Тогда я рассказал ему, как однажды ощутил внешнее воздействие на внутренние органы, идущее последовательно, по часовой стрелке. – Да у моей жены тоже живот болит, когда понервничает… Я вошел в азарт.

Мне захотелось хоть как-то пошатнуть его твердую уверенность в безобидности родного кгб. Рассказал историю с подменой ценника. -

Без внимания. Потом историю, как на Андреевской набережной меня догнали четверо бегунов, выстроились в каре и продолжали бежать одной со мной скоростью. – Да ну кому ты нужен…

Утро. Открылась витрина зоомагазина. Хомяк сладко зевает. Розовое горло и язык розовый как докторская колбаса. У кошек кажется более красный язык.

На Калитниковском кладбище не был с детства. Сколько раз просил

Няню и отца съездить как-нибудь вместе, чтобы показали могилу деда.

Запомнил только две длинные дорожки через ряд могил, как в лесу заросших деревьями. Так и не собрались. В конторе назвал год смерти деда, в книге нашли, что он лежит на пятом участке. Обошел два раза пятый участок – не нашел. На четвертом тоже не нашел. Три, четыре могилы без табличек. Нужно приехать осенью, когда опадут листья – проще искать. Красивое кладбище. Лучше Ваганьковского и даже

Новодевичьего. Здесь нет великих и потому нет посторонних. Буйная зелень. На некоторых могилах трава выше головы. Много могил позапрошлого века. Старые кресты и склепы. Узкие тихие дорожки между участками. Некоторые деревья растут прямо из могил и отгибают крест в сторону. В старой церкви я бывал дошкольником с Няней и тетей

Валей. Контора – деревянное здание прошлого века. Двери открываешь – деревянная лестница на второй этаж шириной три метра. Крутая и длинная – ступенек в двадцать пять. Наверное, раньше так делали, чтобы можно было носить мебель.

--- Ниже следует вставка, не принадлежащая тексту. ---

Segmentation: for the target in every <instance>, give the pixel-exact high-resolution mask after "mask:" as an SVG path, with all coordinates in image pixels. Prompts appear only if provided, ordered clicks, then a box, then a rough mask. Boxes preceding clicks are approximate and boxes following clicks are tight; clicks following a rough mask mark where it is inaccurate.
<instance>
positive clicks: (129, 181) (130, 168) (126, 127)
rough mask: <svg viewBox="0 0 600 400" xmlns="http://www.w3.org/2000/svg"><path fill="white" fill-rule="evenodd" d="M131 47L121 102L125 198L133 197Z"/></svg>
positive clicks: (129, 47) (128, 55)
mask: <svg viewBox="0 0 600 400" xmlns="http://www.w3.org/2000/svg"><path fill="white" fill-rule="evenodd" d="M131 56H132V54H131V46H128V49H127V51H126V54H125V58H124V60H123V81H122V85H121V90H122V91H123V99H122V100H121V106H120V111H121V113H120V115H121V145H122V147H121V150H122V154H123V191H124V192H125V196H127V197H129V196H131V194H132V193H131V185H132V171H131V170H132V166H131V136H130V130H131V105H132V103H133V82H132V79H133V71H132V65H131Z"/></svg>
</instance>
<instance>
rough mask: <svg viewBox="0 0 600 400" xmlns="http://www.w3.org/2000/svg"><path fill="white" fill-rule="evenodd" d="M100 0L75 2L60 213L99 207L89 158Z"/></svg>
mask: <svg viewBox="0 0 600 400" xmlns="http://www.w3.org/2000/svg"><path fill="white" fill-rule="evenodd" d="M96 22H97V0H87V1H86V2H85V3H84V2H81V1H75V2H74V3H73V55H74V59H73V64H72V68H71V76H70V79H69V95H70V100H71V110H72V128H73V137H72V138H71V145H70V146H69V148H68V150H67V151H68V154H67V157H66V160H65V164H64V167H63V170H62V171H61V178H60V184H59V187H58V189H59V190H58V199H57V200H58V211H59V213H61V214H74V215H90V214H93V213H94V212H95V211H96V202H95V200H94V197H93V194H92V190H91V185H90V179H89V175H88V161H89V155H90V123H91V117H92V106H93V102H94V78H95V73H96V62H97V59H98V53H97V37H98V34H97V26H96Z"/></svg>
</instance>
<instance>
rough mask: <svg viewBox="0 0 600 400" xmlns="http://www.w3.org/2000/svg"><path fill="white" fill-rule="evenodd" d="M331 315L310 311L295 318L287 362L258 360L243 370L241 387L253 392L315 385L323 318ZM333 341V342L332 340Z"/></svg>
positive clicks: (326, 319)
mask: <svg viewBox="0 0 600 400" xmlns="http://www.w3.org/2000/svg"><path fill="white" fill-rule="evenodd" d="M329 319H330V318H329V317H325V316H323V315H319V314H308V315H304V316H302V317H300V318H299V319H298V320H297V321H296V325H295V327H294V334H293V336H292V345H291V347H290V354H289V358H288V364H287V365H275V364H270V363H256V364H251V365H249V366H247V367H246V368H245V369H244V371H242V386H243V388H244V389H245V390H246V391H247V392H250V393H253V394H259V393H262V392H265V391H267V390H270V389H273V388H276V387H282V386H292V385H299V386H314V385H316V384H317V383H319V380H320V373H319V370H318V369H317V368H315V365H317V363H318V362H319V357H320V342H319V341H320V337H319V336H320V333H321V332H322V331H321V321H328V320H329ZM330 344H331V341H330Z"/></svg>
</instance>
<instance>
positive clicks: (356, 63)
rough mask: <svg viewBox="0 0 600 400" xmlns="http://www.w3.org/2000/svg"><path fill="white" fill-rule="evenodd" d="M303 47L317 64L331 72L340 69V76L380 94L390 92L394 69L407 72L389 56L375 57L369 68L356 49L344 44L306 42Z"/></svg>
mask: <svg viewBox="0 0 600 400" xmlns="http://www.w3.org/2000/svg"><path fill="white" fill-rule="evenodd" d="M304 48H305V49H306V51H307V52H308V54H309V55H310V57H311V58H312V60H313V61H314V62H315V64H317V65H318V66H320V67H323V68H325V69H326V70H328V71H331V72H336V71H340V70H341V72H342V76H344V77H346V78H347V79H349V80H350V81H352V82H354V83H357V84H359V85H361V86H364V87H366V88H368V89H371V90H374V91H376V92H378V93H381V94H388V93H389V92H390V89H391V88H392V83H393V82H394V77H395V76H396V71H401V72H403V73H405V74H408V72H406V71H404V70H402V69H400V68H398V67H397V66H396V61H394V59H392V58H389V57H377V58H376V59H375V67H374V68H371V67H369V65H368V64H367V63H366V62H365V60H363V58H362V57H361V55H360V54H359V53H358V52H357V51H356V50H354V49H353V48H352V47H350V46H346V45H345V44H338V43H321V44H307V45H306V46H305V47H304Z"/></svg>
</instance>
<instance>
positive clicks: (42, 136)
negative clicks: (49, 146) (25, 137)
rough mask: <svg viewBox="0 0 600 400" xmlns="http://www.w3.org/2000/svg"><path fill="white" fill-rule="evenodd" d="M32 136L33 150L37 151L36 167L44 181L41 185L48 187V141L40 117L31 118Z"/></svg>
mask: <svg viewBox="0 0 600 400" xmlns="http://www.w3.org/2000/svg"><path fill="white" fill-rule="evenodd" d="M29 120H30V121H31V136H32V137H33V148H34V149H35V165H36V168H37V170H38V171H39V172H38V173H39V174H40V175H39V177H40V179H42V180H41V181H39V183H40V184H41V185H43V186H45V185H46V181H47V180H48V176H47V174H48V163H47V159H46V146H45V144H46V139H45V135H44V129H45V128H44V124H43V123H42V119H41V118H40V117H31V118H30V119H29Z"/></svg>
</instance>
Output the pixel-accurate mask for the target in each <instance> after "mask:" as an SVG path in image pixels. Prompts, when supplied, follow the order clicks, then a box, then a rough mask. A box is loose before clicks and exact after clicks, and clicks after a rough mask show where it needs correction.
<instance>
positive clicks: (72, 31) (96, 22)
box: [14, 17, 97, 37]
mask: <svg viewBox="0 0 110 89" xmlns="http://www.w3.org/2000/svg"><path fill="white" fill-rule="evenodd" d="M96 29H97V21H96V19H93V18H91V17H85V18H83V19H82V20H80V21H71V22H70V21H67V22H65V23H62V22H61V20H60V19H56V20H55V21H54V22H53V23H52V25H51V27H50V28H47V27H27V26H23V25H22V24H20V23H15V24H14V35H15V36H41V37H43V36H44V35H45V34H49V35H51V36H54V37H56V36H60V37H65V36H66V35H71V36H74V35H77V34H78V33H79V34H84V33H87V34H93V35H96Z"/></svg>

Дня через два по третьему, что ли каналу сообщили, что создается база данных по московским кладбищам с указанием не только фамилии усопшего, даты смерти и участка, но и точного места захоронения.

Возвращался дворами до Пролетарки. Когда вышел на Волгоградский проспект, вдруг подумал, а ведь у людей, что живут здесь, нет возможности бегать утром и вообще в любое другое время хотя бы изредка видеть лес. И большинство москвичей живут так. Вот несчастье.

Звонил дяденька из какого-то международного общества защиты прав человека. В одно из которых я отправил письмо. По секрету дяденька сказал, что общество не афишируют себя (у них нет даже вывески на входе) и пригласил меня приехать с паспортом. За несколько минут разговора мне показалось, что говорю с прапорщиком в отставке.

В 'Яблоко' позвонил. Секретарь: – Что угодно?

– Можно мне встретиться с Григорием Явлинским?

– По какому вопросу?

– По вопросам прав человека.

С Явлинским невозможно, и он назвал фамилию человека, с которым я могу поговорить. Не могу же я довериться неизвестному человеку.

Поехал в штаб партии демократический союз. В справочнике нашел их адрес. Обычная пятиэтажка. Звону в квартиру, никто не открывает.

Решил подождать во дворе. Сижу на скамейке, японский кроссворд решаю. Кот подошел ко мне, я погладил его. Когда он пошел дальше, вижу – на него охотится другой, полосатый с ошейником. Брюхо волочет по земле, крадется. Мой заметил и рванул. Так они неслись до газона с высокой травой, которая скрыла их. Мой быстро обернулся на бегу. И тут он влетел головой в проезжающую иномарку. В заднюю дверцу.